Hart’s criticisms of Austin

Notes for January 30

Main points

We discussed four criticisms Hart made of Austin’s theory. These criticisms, in turn, are supposed to lend support to Hart’s own view.

Three quick problems

Sydney kicked us off with the first problem: criminal laws fit Austin’s model the best, but criminal laws can apply to everyone, legislator and citizen alike. That doesn’t fit with Austin’s contention that laws are addressed by superiors to inferiors.

As an exchange between Graham and Callum showed, the point isn’t that no legal systems work the way Austin said. It is that some do. If Austin’s theory is correct, there cannot be laws like this. So if we can find some actual laws that are, that suggests Austin was wrong.

Michael had some clever ways of making Austin’s theory fit the observed facts. I think he showed it might be logically possible to squeeze the way legal systems actually work into Austin’s model. But Hart will still have the upper hand if he can accommodate those facts more elegantly with his model of laws as rules.

Joseph took the lead on the second problem: there are laws that do not work by imposing sanctions. These are laws that make it possible to do things like vote, pass a law, or make a contract. Those who fail to comply with these rules aren’t sanctioned. They just failed to vote, make a law, or make a contract.

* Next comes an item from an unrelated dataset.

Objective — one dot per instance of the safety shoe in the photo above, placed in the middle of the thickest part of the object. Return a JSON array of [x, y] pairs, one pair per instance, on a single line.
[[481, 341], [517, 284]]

The third problem we discussed had to do with a gap between the continuity of government in most societies and Austin’s identification of sovereignty with habits of obedience. When Rex I dies, for instance, the government is transferred to his successor, Rex II even though no one is in the habit of obeying Rex II, except maybe Rex II’s dog. If we say that people are in the habit of obeying the office of the sovereign, we will have started moving towards Hart’s view, as political offices are identified by rules, not by the other marks of sovereignty that Austin uses.

Thirdly …

Michael noted that I skipped over one of Hart’s arguments against Austin. It is summarized in a sentence that begins “Thirdly” at the bottom of the left column on page 68. At the time, I said I couldn’t remember what this referred to and that I would look it up later.

I just did that. I refers to the way some legal systems incorporate custom into their legal systems. That is, they recognize customary practices as making up part of the law even though no sovereign created those customary practices. See Hart, The Concept of Law, pp. 43–48.

Obligation

In order to address Austin’s central concern, Hart believed he had to say something about obligation. First, he criticized Austin’s own way of explaining legal obligation. Then he proposed what he called the “internal aspect of rules” as an alternative.

The trickiest part about this is keeping the difference between Hart and Austin’s positions straight. Hart identifies obligatory rules as rules that are important for social life, enforced, and at least potentially in conflict with individual self-interest. That is supposed to be different than Austin’s view because Austin said that obligation and enforcement were the same thing. Hart did not: the rules that are obligatory are typically enforced, but their being enforced is not what makes them obligatory, according to Hart.

Key concepts

You should know these terms and concepts.

  1. Laws that apply to those who make them.
  2. Enabling rules.
  3. The problem with using habits of obedience to identify the sovereign.
  4. The “internal aspect” of rules and obligation.